Augmentation significative des frais applicables à un mandat de conseil en placement
Le client avait conclu par écrit un mandat de conseil en placement avec la banque. En consultant ses extraits de compte trimestriels, il a constaté que le tarif pour ce mandat avait explosé sans qu’il en ait été préalablement informé. En réponse à ses réclamations, la banque lui a indiqué qu’il avait jusqu’alors profité de conditions particulières accordées par son conseiller. Elle estimait avoir le droit, à tout moment et sans notification préalable, de revoir de telles conditions particulières et de facturer les frais selon ses conditions habituelles. En désaccord avec la banque, le client a soumis son cas à l’Ombudsman, qui a invité celle-ci à reconsidérer sa position. La banque a finalement remboursé au client la différence entre le tarif appliqué jusqu’alors et les frais plus élevés qu’elle avait facturés pour le dernier trimestre.
Pour diverses raisons, les banques sont parfois prêtes à s’écarter de leurs tarifs habituels et à accorder des conditions particulières à un client. S’il arrive parfois que de tels accords soient conclus par e-mail ou sous une autre forme écrite, leur conclusion se fait le plus souvent par voie orale.

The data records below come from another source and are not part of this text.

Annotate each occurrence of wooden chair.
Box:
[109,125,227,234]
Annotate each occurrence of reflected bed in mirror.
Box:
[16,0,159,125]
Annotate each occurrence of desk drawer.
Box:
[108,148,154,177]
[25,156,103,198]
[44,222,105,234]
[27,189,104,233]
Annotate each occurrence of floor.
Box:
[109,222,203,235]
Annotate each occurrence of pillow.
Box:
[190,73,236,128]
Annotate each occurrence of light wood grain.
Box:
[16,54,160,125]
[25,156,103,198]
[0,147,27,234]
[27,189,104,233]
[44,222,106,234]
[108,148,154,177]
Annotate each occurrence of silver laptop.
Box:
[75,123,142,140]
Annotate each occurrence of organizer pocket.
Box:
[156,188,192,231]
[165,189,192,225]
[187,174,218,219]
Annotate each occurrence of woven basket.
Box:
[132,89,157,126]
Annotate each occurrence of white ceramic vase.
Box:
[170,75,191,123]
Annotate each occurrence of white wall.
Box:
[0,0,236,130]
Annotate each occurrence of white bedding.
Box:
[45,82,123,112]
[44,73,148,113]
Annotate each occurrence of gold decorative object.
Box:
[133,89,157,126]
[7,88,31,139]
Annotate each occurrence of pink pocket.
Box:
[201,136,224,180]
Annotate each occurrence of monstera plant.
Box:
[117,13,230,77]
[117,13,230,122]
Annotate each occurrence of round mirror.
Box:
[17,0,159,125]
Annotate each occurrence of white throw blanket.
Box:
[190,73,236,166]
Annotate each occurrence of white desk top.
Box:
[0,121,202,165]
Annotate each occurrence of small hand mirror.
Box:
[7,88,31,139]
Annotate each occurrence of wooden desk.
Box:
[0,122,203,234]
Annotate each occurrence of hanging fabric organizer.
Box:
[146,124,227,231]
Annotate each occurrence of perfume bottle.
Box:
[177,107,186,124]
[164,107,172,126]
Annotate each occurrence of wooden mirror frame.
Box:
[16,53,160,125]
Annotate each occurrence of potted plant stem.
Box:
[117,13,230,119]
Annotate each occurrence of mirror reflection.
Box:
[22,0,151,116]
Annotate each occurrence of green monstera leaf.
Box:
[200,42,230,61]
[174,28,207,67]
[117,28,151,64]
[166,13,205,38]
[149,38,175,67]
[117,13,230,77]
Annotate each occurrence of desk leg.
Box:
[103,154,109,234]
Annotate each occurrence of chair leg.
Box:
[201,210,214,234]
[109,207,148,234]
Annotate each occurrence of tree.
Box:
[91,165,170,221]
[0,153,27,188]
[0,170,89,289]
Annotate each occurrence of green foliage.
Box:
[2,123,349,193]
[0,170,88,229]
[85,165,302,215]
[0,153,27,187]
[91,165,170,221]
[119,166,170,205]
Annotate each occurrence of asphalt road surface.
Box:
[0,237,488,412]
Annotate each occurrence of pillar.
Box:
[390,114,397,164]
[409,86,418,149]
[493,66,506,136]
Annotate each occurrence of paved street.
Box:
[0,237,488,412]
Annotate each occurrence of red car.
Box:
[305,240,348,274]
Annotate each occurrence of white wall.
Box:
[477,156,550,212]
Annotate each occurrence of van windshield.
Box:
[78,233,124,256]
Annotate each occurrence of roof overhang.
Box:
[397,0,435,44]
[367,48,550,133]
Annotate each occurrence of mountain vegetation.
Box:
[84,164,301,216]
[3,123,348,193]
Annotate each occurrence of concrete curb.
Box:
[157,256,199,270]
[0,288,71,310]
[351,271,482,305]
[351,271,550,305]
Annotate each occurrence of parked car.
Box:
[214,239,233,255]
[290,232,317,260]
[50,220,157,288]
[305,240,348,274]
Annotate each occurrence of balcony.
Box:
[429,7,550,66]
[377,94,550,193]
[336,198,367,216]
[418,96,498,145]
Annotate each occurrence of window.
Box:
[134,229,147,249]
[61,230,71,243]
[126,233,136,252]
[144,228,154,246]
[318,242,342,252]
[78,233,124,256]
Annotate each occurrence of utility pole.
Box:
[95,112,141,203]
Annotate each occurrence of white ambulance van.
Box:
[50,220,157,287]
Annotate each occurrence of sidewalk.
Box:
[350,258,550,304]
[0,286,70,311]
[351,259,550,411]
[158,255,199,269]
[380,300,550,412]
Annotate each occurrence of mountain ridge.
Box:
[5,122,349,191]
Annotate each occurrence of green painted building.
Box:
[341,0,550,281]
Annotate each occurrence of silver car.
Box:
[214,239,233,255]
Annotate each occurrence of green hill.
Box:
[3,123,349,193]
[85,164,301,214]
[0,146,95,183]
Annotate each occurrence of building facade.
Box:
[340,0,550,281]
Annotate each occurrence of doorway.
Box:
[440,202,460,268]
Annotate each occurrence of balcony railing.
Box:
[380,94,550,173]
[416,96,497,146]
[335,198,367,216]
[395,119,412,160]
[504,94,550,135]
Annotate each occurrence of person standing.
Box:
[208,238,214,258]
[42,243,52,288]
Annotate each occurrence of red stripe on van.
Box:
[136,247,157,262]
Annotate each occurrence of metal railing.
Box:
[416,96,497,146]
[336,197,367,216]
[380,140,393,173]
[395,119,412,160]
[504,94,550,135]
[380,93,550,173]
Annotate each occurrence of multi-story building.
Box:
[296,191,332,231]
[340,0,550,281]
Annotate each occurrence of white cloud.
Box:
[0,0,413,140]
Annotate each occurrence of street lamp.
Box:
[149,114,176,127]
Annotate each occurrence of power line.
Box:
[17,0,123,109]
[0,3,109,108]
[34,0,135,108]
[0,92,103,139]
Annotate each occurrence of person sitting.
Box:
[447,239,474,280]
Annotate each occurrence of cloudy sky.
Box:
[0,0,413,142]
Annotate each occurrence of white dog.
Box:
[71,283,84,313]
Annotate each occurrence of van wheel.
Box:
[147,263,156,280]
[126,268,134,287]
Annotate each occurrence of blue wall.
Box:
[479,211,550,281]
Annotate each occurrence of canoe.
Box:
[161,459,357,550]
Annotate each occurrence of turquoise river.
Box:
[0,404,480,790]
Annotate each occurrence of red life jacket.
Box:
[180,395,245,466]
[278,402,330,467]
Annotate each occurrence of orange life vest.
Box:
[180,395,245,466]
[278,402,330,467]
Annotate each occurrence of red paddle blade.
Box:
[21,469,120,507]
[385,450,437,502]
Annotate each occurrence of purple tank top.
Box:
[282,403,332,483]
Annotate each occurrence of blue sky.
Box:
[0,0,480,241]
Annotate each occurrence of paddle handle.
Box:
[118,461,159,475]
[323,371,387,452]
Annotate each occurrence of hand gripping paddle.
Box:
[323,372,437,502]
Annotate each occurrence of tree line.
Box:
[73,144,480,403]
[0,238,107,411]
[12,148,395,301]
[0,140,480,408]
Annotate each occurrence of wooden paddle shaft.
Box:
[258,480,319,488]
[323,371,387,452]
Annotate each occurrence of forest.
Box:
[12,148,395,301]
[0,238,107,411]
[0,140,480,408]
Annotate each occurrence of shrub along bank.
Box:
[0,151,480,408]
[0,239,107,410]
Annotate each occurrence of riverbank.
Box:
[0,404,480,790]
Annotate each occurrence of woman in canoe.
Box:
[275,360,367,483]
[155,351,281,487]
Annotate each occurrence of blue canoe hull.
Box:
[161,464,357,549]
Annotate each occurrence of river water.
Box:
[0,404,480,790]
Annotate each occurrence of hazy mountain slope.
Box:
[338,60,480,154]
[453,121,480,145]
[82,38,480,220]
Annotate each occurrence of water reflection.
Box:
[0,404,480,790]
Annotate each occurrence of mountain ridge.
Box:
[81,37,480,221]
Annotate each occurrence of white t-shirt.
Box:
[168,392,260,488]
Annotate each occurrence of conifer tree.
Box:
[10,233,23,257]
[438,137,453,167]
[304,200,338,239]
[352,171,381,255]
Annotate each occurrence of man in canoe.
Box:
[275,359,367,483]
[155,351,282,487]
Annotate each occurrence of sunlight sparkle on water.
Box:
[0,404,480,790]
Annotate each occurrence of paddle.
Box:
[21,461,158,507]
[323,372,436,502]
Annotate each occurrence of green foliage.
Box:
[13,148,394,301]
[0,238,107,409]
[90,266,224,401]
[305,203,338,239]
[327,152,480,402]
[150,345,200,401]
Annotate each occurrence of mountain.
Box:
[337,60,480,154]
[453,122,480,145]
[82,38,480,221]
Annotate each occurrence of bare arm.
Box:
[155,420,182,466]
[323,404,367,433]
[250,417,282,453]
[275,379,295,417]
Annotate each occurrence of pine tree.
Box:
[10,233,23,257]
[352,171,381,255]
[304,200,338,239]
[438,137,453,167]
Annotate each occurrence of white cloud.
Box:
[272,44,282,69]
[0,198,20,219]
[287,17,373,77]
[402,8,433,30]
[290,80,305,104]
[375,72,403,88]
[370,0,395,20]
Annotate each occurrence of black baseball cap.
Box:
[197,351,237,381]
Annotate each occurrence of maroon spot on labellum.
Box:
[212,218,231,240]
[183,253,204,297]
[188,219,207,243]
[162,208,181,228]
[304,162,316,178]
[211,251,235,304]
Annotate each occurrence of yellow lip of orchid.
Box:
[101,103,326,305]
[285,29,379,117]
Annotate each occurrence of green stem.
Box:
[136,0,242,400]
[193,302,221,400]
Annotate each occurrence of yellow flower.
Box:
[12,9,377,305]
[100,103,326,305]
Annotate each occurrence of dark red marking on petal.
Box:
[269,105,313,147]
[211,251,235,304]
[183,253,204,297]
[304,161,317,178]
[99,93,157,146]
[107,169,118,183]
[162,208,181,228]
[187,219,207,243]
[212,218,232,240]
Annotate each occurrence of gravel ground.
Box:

De plus, l’Ombudsman sait d’expérience qu’ils sont généralement formulés de manière peu claire. C’est pourquoi les attentes des clients s’agissant de la pérennité de tels accords divergent souvent de celles de la banque. Tandis que les clients s’attendent à ce que les conditions particulières restent en principe applicables pendant toute la durée de la relation d’affaires, les banques s’estiment autorisées à les révoquer en tout temps.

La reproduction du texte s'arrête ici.